Every one of Jason Holland’s business cards is different; each is a picture he has taken in a different place, in a different country, during his travels around the world. The approach exemplifies his approach to the travel business, too: Every journey he plans is unique to the customer for whom he plans it.
That focus on the unique and special has earned Holland acceptance into Traveller Made, “a collection of the best travel design companies in the world,” he says. With 220 member agencies, just 20 of them in the United States, “it’s like a consortium, but instead of you joining them, they reach out and choose you.”
When Holland started his agency the common advice was to choose a niche in which to specialize—but instead, “we chose to specialize in our clients, for whom we will create an experience anywhere in the world they want to go.”
For a family of artists, he planned a trip to Rembrandt’s house. He is currently working on a New England road trip, where on the last night at a Tuscan villa the group will be picked up by helicopter and flown to Manhattan to see Hamilton on Broadway. Indeed, his job—for fees starting at $500—is to get to know his clients so well that he can plan a better trip for them than they could ever plan for themselves. “Many of my clients have no idea where they want to go,” he says. “That’s what they come to me for.”
Holland got started in the business as a traveler with a passion for online travel research. “I was doing all my own research and realized that for a busy professional, Trip Advisor wasn’t the be-all and end-all,” he says. “So I decided to find a different way to look at the industry that allowed me to develop a business model and branding that was completely different.”
Under Holland’s hands-on approach the business has doubled every year. “We consider ourselves travel butlers—and it’s a big education project to get the word out. We’re not a million-dollar agency but we are getting the right clients and we are growing in that direction. It’s a big educational project to just get the word out that a travel butler is an alternative to booking yourself.”
When he first started, the advice he got was to go after the Baby Booomers “because they had the money. But we found it’s the 25 to 55-year-old busy working professionals who really value our service. The industry for years has done itself a disservice by saying services are free; that devalues what we do. When you say you charge, it takes people back for a moment but when you explain it, customers get excited."
That hands-on approach doesn't stop at his research, either, it extends to his client outreach.

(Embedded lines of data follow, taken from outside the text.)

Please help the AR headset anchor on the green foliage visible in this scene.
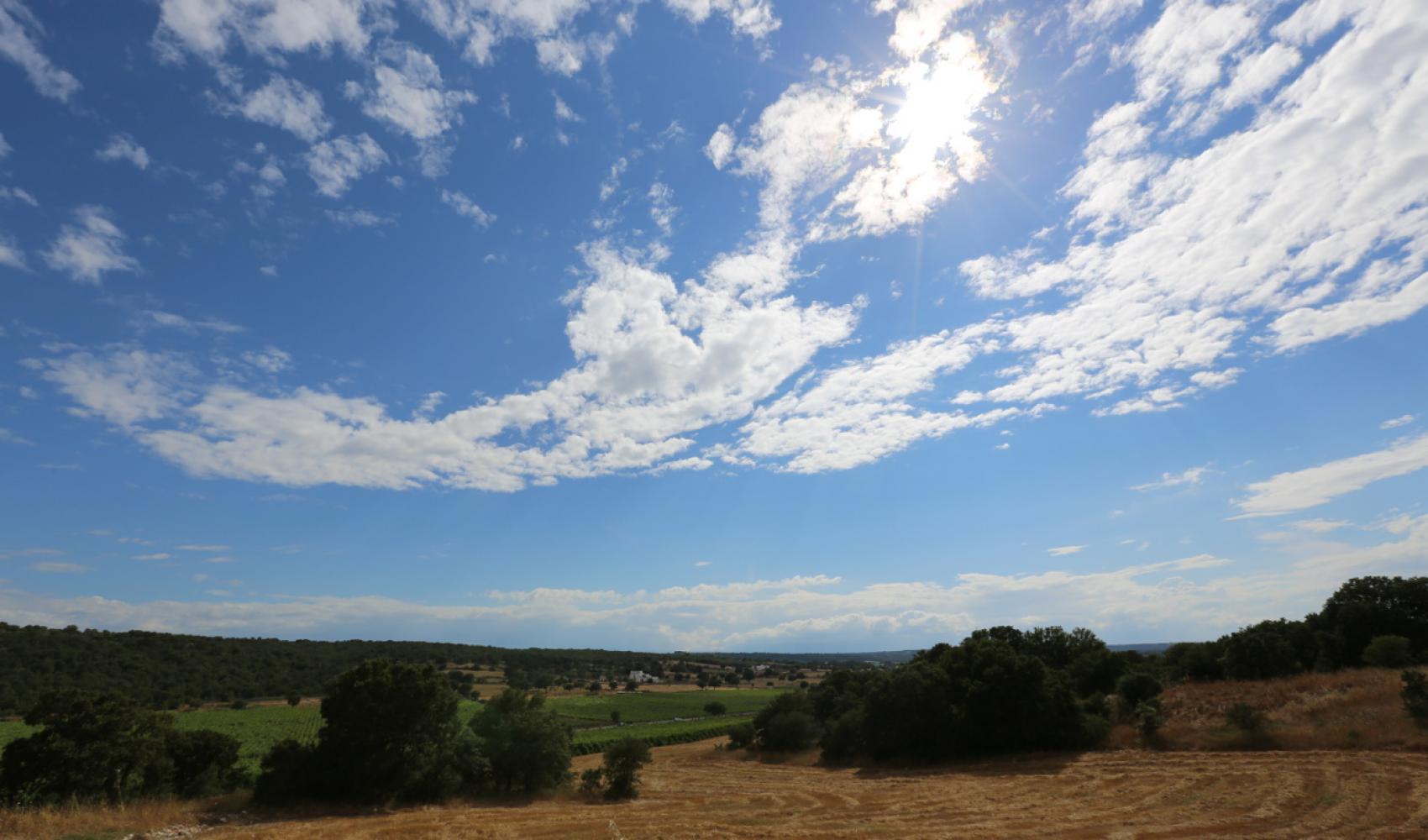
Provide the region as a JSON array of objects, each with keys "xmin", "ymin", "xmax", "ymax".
[
  {"xmin": 601, "ymin": 738, "xmax": 653, "ymax": 800},
  {"xmin": 0, "ymin": 691, "xmax": 239, "ymax": 806},
  {"xmin": 471, "ymin": 689, "xmax": 571, "ymax": 793},
  {"xmin": 255, "ymin": 660, "xmax": 486, "ymax": 803},
  {"xmin": 1362, "ymin": 636, "xmax": 1414, "ymax": 669},
  {"xmin": 1116, "ymin": 671, "xmax": 1161, "ymax": 709},
  {"xmin": 1226, "ymin": 703, "xmax": 1268, "ymax": 734},
  {"xmin": 1401, "ymin": 671, "xmax": 1428, "ymax": 724},
  {"xmin": 728, "ymin": 723, "xmax": 759, "ymax": 750},
  {"xmin": 1131, "ymin": 697, "xmax": 1165, "ymax": 740}
]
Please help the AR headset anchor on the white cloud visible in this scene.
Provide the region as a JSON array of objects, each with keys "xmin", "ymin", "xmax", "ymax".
[
  {"xmin": 441, "ymin": 190, "xmax": 496, "ymax": 227},
  {"xmin": 240, "ymin": 346, "xmax": 293, "ymax": 373},
  {"xmin": 1236, "ymin": 434, "xmax": 1428, "ymax": 518},
  {"xmin": 45, "ymin": 204, "xmax": 139, "ymax": 286},
  {"xmin": 94, "ymin": 134, "xmax": 149, "ymax": 169},
  {"xmin": 1131, "ymin": 465, "xmax": 1210, "ymax": 493},
  {"xmin": 155, "ymin": 0, "xmax": 390, "ymax": 61},
  {"xmin": 224, "ymin": 73, "xmax": 333, "ymax": 143},
  {"xmin": 355, "ymin": 45, "xmax": 475, "ymax": 141},
  {"xmin": 323, "ymin": 207, "xmax": 397, "ymax": 227},
  {"xmin": 704, "ymin": 123, "xmax": 737, "ymax": 169},
  {"xmin": 307, "ymin": 134, "xmax": 387, "ymax": 198},
  {"xmin": 0, "ymin": 0, "xmax": 80, "ymax": 102},
  {"xmin": 664, "ymin": 0, "xmax": 781, "ymax": 40}
]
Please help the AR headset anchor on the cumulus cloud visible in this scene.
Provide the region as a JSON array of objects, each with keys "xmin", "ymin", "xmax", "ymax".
[
  {"xmin": 1131, "ymin": 465, "xmax": 1210, "ymax": 493},
  {"xmin": 45, "ymin": 204, "xmax": 139, "ymax": 286},
  {"xmin": 94, "ymin": 134, "xmax": 149, "ymax": 169},
  {"xmin": 307, "ymin": 134, "xmax": 387, "ymax": 198},
  {"xmin": 1236, "ymin": 434, "xmax": 1428, "ymax": 518},
  {"xmin": 220, "ymin": 73, "xmax": 333, "ymax": 143},
  {"xmin": 155, "ymin": 0, "xmax": 391, "ymax": 61},
  {"xmin": 441, "ymin": 190, "xmax": 496, "ymax": 227},
  {"xmin": 0, "ymin": 0, "xmax": 80, "ymax": 102}
]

"You never know where you are going to find a new client," he says, "Just get as involved as you can in your community."
Holland is a board member of the Chamber of Commerce and writes an email newsletter. He's active on social media, but above all, "the biggest thing is word of mouth," he says.

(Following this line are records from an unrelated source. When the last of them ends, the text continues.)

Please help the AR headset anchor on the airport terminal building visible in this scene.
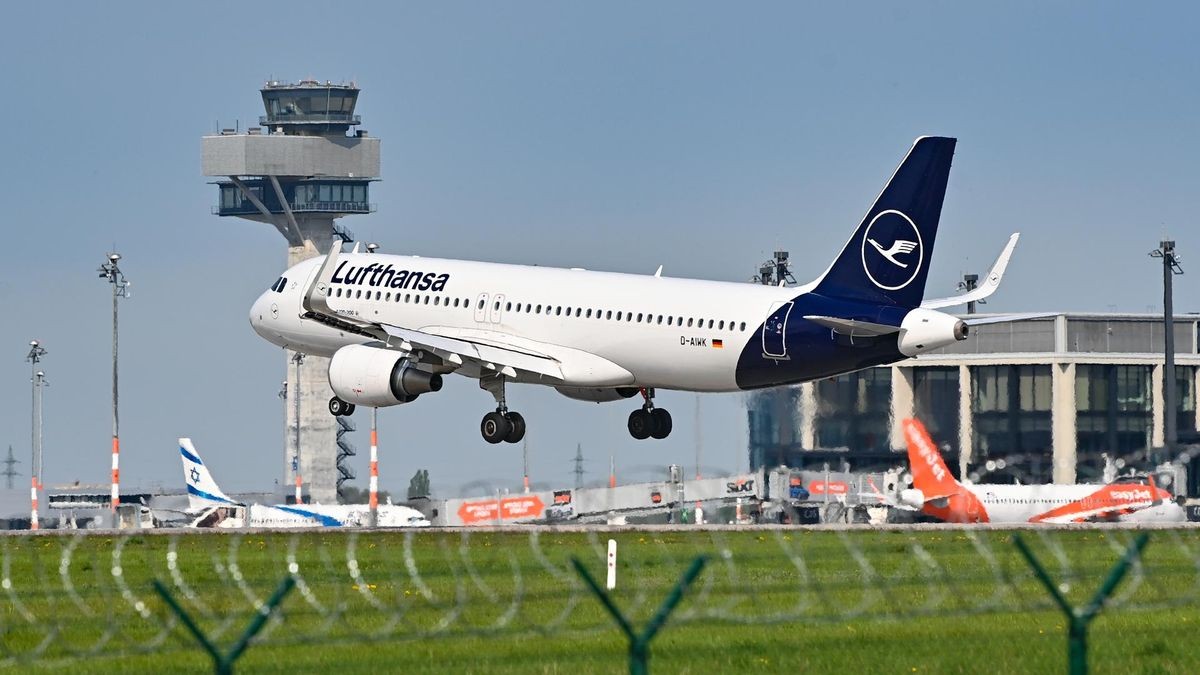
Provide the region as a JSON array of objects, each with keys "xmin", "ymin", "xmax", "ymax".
[{"xmin": 748, "ymin": 312, "xmax": 1200, "ymax": 492}]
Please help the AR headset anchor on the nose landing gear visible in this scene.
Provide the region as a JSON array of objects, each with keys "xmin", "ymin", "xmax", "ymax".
[
  {"xmin": 329, "ymin": 396, "xmax": 354, "ymax": 417},
  {"xmin": 629, "ymin": 388, "xmax": 672, "ymax": 441}
]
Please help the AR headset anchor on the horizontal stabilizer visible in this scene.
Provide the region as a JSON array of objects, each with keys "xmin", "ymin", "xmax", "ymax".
[
  {"xmin": 962, "ymin": 312, "xmax": 1061, "ymax": 325},
  {"xmin": 920, "ymin": 232, "xmax": 1021, "ymax": 305},
  {"xmin": 804, "ymin": 315, "xmax": 900, "ymax": 338}
]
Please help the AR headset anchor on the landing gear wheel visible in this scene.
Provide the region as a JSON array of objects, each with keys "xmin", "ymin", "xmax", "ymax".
[
  {"xmin": 479, "ymin": 412, "xmax": 513, "ymax": 444},
  {"xmin": 629, "ymin": 408, "xmax": 654, "ymax": 441},
  {"xmin": 504, "ymin": 412, "xmax": 524, "ymax": 443},
  {"xmin": 650, "ymin": 408, "xmax": 672, "ymax": 441},
  {"xmin": 329, "ymin": 396, "xmax": 354, "ymax": 417}
]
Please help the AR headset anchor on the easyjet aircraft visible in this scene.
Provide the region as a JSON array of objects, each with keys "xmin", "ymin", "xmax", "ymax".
[
  {"xmin": 250, "ymin": 137, "xmax": 1016, "ymax": 443},
  {"xmin": 900, "ymin": 419, "xmax": 1187, "ymax": 522}
]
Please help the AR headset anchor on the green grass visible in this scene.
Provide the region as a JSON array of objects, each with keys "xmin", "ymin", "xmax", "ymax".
[{"xmin": 0, "ymin": 528, "xmax": 1200, "ymax": 675}]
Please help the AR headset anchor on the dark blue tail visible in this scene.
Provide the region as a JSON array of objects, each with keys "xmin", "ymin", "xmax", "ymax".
[{"xmin": 814, "ymin": 136, "xmax": 955, "ymax": 307}]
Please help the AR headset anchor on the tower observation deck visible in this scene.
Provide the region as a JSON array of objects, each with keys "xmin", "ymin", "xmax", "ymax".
[{"xmin": 200, "ymin": 80, "xmax": 379, "ymax": 503}]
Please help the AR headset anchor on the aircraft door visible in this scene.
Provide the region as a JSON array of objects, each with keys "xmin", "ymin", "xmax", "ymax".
[
  {"xmin": 762, "ymin": 301, "xmax": 792, "ymax": 359},
  {"xmin": 491, "ymin": 293, "xmax": 504, "ymax": 323},
  {"xmin": 475, "ymin": 293, "xmax": 487, "ymax": 323}
]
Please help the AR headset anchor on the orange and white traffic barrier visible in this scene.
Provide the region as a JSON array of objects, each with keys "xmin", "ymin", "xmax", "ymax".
[
  {"xmin": 113, "ymin": 436, "xmax": 121, "ymax": 516},
  {"xmin": 605, "ymin": 539, "xmax": 617, "ymax": 591},
  {"xmin": 370, "ymin": 429, "xmax": 379, "ymax": 509},
  {"xmin": 29, "ymin": 476, "xmax": 37, "ymax": 530}
]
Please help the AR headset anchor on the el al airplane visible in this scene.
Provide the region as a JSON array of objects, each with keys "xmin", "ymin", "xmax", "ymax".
[
  {"xmin": 899, "ymin": 419, "xmax": 1187, "ymax": 524},
  {"xmin": 250, "ymin": 137, "xmax": 1031, "ymax": 443},
  {"xmin": 179, "ymin": 438, "xmax": 430, "ymax": 527}
]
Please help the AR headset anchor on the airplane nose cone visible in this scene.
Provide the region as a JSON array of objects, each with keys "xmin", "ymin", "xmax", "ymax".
[{"xmin": 250, "ymin": 293, "xmax": 280, "ymax": 338}]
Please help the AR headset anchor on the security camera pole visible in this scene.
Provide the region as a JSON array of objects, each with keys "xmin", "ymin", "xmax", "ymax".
[
  {"xmin": 25, "ymin": 340, "xmax": 46, "ymax": 530},
  {"xmin": 1150, "ymin": 241, "xmax": 1183, "ymax": 453},
  {"xmin": 97, "ymin": 252, "xmax": 130, "ymax": 528}
]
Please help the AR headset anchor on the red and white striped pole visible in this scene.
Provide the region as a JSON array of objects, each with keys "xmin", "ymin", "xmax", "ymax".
[
  {"xmin": 367, "ymin": 408, "xmax": 379, "ymax": 527},
  {"xmin": 29, "ymin": 476, "xmax": 37, "ymax": 530},
  {"xmin": 113, "ymin": 436, "xmax": 121, "ymax": 527}
]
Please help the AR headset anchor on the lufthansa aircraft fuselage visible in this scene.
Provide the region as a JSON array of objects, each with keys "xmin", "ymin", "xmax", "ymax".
[{"xmin": 250, "ymin": 137, "xmax": 998, "ymax": 442}]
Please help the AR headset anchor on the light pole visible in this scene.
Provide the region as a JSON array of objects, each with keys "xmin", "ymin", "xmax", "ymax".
[
  {"xmin": 96, "ymin": 252, "xmax": 131, "ymax": 527},
  {"xmin": 367, "ymin": 408, "xmax": 379, "ymax": 527},
  {"xmin": 292, "ymin": 352, "xmax": 304, "ymax": 504},
  {"xmin": 1150, "ymin": 241, "xmax": 1183, "ymax": 454},
  {"xmin": 25, "ymin": 340, "xmax": 47, "ymax": 530}
]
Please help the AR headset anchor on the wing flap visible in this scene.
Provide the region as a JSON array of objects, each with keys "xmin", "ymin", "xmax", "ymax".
[{"xmin": 380, "ymin": 323, "xmax": 563, "ymax": 381}]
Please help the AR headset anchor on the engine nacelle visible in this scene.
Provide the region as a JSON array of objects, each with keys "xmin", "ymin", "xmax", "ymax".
[
  {"xmin": 899, "ymin": 307, "xmax": 967, "ymax": 357},
  {"xmin": 554, "ymin": 387, "xmax": 637, "ymax": 404},
  {"xmin": 900, "ymin": 488, "xmax": 925, "ymax": 510},
  {"xmin": 329, "ymin": 345, "xmax": 442, "ymax": 407}
]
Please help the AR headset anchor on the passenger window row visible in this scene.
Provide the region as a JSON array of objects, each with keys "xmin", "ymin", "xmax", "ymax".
[{"xmin": 494, "ymin": 300, "xmax": 746, "ymax": 330}]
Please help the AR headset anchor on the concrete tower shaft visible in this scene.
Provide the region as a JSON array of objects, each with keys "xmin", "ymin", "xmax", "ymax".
[{"xmin": 200, "ymin": 80, "xmax": 379, "ymax": 503}]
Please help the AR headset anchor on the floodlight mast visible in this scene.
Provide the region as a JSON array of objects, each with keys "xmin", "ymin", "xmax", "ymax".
[
  {"xmin": 25, "ymin": 340, "xmax": 47, "ymax": 530},
  {"xmin": 1150, "ymin": 240, "xmax": 1183, "ymax": 454},
  {"xmin": 96, "ymin": 251, "xmax": 132, "ymax": 528}
]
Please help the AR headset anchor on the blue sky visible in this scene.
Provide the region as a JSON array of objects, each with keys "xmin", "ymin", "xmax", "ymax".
[{"xmin": 0, "ymin": 2, "xmax": 1200, "ymax": 491}]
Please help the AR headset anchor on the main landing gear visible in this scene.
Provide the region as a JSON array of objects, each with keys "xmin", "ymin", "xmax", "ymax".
[
  {"xmin": 479, "ymin": 375, "xmax": 524, "ymax": 443},
  {"xmin": 329, "ymin": 396, "xmax": 354, "ymax": 417},
  {"xmin": 629, "ymin": 387, "xmax": 671, "ymax": 441}
]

"We’ve connected with local companies that recommend us—DJs, event [planners, bridal shops—because we can provide the same high level of service they do. They don’t get paid – I don’t want clients to hear I am paying them to recommend us, its strictly sitting down and talking with them. They love telling clients to reach out to a travel butler. Our tagline is Dream Big, There Is No Box. We can plan a trip for $2,000 and that’s okay—we encourage clients to start small."